KPMG partner Tom Woods (pictured) summarises the overall thrust of Budget 2022

Budget 2022 was introduced by the Minister for Finance with the stated aim of investing in our future, of meeting the needs of today, while putting the public finances on a sustainable path. Last year, the Budget was shaped by the risks posed by Brexit and Covid-19.

This year the focus turns to the final stages of the Government support for the pandemic recovery, restoring public services and living standards, and repairing the public finances.

In summary, the tax measures announced were €0.5 billion of an overall budgetary package of €4.7 billion. To deal with the continued impact of Covid-19 on certain sectors of the economy, the minister announced the welcome extension of both the Employment Wage Subsidy Scheme (EWSS) until 30 April 2022, and the reduced VAT rate of 9% for the tourism and hospitality sector until 31 August 2022.

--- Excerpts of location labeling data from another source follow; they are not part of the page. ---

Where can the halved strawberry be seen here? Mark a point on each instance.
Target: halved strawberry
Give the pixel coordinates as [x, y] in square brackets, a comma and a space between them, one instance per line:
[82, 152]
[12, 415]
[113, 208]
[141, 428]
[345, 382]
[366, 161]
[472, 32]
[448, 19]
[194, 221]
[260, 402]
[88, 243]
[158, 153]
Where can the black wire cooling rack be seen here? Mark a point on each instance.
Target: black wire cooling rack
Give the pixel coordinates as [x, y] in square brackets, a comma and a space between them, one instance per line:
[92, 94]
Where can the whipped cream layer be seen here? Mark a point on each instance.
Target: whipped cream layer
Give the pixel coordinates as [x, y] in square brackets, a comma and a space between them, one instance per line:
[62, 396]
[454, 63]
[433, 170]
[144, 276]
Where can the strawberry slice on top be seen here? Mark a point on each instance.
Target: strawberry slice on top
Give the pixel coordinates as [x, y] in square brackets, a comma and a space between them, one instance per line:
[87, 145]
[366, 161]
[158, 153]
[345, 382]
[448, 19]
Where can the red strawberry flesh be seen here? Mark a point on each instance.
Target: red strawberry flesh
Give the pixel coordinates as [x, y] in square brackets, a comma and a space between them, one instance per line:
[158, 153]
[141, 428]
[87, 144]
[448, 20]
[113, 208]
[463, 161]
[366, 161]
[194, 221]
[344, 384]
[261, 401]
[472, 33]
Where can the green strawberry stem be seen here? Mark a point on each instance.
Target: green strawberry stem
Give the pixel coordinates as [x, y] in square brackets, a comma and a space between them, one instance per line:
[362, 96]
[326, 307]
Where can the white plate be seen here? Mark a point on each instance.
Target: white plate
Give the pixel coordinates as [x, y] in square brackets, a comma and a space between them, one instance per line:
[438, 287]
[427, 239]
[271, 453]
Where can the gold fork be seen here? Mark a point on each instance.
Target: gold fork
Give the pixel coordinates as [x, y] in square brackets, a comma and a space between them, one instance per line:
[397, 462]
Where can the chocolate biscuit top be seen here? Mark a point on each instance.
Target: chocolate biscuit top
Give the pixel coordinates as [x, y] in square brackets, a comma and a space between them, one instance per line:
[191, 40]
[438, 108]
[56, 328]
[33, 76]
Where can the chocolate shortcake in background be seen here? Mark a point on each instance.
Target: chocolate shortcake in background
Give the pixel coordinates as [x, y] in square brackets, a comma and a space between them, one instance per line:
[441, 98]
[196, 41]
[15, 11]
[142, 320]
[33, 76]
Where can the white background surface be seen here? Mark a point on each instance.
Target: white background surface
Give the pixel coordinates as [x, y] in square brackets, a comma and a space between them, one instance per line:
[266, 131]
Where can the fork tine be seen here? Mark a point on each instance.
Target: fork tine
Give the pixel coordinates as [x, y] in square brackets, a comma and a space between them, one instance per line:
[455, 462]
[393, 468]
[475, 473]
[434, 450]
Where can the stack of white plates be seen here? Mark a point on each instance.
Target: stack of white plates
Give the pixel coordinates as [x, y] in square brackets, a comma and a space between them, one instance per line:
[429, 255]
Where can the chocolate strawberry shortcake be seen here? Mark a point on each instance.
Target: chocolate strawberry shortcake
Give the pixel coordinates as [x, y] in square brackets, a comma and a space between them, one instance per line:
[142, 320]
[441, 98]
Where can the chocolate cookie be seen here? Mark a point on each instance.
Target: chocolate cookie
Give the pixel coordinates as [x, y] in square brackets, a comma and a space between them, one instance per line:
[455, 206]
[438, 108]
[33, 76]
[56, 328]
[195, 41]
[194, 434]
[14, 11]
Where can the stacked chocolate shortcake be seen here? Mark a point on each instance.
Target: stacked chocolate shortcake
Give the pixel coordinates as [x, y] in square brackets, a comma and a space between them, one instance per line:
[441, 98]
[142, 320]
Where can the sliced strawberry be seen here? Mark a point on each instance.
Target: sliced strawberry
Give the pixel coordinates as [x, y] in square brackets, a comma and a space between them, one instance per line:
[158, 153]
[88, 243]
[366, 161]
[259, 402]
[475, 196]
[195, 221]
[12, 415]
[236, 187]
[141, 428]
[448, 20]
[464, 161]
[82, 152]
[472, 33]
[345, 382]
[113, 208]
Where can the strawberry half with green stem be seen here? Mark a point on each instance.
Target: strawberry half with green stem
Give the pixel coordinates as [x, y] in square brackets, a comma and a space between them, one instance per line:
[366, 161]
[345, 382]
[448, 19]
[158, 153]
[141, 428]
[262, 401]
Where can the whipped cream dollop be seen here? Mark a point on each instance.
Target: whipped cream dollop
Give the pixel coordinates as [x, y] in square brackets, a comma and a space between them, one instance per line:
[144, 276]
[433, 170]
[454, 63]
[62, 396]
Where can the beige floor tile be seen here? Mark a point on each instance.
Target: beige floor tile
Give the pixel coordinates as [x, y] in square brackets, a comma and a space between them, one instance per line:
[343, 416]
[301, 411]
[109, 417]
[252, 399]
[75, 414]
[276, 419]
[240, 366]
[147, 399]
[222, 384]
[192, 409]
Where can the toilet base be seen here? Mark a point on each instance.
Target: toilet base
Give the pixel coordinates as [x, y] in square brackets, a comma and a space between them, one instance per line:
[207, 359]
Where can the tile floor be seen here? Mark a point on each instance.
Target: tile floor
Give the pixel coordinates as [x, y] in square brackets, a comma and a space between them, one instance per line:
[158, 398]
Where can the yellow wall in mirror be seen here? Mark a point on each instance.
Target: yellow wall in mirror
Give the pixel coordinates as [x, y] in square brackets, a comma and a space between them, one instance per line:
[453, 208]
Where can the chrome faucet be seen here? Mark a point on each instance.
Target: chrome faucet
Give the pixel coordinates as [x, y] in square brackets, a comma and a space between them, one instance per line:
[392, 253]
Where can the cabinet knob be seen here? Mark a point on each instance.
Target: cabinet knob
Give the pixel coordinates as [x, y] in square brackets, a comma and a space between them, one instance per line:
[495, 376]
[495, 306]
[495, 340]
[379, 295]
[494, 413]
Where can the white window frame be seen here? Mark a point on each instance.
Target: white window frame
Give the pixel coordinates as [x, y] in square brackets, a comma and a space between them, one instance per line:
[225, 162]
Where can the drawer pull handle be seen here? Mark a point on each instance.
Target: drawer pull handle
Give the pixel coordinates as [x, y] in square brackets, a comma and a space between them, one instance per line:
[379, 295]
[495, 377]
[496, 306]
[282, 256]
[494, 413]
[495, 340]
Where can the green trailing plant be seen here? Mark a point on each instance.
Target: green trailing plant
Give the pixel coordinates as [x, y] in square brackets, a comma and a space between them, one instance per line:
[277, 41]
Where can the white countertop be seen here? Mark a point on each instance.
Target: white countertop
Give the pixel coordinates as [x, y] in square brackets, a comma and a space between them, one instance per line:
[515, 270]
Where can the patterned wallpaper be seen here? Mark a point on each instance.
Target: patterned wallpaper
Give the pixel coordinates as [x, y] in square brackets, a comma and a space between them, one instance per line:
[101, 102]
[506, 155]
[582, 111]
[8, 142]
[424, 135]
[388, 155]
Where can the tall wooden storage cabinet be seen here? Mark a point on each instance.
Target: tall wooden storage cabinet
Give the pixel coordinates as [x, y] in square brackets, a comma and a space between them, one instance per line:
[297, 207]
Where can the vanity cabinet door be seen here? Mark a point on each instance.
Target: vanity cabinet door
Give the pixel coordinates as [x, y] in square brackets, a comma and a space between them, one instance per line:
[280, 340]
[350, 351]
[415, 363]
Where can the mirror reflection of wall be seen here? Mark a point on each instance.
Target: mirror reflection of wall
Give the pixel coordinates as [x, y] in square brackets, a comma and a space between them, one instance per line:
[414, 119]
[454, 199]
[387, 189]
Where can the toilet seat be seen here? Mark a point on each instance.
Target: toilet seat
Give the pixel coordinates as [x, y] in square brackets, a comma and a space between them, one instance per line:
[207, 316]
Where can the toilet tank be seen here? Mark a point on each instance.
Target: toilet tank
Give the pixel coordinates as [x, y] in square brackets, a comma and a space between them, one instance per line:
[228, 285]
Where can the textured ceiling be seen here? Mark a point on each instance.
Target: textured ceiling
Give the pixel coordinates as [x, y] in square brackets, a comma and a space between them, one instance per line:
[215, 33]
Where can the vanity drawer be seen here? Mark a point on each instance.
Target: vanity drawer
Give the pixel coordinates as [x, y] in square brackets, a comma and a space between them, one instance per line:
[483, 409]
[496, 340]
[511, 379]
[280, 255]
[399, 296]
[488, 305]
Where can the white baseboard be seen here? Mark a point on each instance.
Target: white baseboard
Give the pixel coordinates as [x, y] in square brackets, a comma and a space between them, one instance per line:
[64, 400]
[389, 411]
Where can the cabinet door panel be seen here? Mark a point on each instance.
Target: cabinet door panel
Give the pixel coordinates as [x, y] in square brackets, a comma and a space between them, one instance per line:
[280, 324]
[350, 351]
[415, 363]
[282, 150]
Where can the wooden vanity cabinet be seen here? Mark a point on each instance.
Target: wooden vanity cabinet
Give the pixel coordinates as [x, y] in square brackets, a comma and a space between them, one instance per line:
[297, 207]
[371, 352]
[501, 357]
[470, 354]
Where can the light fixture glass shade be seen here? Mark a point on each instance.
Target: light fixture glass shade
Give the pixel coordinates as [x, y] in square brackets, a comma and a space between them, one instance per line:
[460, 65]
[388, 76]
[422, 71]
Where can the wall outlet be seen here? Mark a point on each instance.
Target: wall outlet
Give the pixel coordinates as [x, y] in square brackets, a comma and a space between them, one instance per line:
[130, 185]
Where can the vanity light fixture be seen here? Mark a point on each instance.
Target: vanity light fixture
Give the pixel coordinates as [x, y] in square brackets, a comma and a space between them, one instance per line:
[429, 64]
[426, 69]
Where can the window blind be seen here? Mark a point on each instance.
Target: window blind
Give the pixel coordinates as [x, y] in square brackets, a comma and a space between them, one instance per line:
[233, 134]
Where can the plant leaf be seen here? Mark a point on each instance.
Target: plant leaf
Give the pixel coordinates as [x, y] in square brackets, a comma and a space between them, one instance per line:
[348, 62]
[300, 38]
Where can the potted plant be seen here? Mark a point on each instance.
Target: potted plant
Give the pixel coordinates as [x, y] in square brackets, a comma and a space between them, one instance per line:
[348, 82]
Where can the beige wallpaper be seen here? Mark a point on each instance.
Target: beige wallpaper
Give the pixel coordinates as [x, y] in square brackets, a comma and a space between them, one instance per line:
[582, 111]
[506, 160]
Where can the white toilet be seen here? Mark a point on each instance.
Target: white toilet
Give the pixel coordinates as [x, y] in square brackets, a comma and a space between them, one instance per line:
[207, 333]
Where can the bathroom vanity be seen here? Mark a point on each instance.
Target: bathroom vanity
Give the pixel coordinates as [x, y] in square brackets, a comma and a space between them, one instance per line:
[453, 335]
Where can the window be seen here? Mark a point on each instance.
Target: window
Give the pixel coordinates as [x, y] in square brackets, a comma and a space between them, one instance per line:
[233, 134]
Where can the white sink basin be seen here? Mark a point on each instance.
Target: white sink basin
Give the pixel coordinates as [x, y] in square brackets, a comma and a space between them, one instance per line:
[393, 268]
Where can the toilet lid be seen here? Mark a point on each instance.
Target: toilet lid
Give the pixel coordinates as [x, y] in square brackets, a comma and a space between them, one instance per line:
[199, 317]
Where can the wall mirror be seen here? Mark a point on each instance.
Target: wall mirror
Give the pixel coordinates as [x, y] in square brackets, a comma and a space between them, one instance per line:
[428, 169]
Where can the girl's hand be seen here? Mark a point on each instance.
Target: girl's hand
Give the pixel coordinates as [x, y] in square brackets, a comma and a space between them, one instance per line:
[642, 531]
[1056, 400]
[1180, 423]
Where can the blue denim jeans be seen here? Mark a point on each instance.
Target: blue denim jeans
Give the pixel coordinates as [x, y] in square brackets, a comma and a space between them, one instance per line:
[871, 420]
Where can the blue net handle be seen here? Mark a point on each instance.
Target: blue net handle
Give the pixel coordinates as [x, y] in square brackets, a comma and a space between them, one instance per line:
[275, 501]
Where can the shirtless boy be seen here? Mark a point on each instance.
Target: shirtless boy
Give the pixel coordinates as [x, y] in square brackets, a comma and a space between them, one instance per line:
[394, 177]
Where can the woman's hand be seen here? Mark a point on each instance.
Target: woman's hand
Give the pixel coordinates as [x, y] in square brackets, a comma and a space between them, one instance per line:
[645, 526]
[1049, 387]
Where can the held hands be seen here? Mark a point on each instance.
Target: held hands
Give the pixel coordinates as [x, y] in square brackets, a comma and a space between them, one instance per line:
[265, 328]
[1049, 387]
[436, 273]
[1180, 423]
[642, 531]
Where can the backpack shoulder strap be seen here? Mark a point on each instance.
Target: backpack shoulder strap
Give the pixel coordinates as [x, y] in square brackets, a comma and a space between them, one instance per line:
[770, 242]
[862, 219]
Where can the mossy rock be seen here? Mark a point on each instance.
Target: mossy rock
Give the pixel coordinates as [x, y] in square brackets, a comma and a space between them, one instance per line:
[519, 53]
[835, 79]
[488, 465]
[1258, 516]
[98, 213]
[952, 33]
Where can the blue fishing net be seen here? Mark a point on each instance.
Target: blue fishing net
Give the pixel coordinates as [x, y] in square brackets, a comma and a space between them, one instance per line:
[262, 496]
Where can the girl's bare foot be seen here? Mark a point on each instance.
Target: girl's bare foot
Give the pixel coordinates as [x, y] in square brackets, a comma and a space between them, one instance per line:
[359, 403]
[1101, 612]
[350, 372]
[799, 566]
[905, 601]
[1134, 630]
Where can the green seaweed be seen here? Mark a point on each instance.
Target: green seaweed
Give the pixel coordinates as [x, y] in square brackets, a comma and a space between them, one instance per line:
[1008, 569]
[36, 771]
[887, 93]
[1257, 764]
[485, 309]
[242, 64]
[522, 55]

The minister emphasised the importance of tackling both housing and climate change, and supporting entrepreneurs and the wider business community as the core missions of the current Government, which can be seen in a number of the measures announced including:

  • The extension of the Help-to-Buy scheme to the end of 2022
  • The extension of pre-letting expenses for landlords to the end of 2024
  • An increase in carbon tax of €7.50/tonne
  • A tax disregard of €200 for personal income of households who sell excess electricity back to the grid
  • Extension of, and amendments to, the accelerated capital allowances scheme for energy efficient equipment up to the end of 2024
  • Extension of, and improvement to, the Employment Investment Incentive (EII) scheme for a further three years
  • Extension of the relief for certain start-up companies up to the end of 2026
  • Subject to European state aid approval, the introduction of a new tax credit for digital games to support to the design, production and testing of a digital game.

In Association with

The minister outlined the importance of the Government’s decision to join the OECD international tax agreement in ensuring the minimum effective rate of tax for companies with revenues more than €750 million was set at 15%. This rate will apply to approximately 1,500 companies once introduced. The minister in turn reinforced the commitment to the 12.5% rate of corporate tax for companies operating here.

As expected, some small changes were announced in relation to the income tax standard rate band and income tax credits, along with some minor amendments to the USC bands. The minister also announced an income tax deduction for remote working of 30% of the cost of vouched heat, electricity and broadband to support remote working.

The total budgetary package of €4.7 billion was based on the Summer Economic Statement which forecasted a combined deficit of €34.5 billion for 2021 and 2022.

Based on recent economic activity, this deficit is now forecasted at €21.5 billion, which represents a reduction of nearly 40%. Despite improving public finances, the budgetary package did not change.

Recognising that our debt level needs to be managed, it is hoped that there will be investment in more measures to maintain our attractiveness to inward investment and entrepreneurs in the coming year.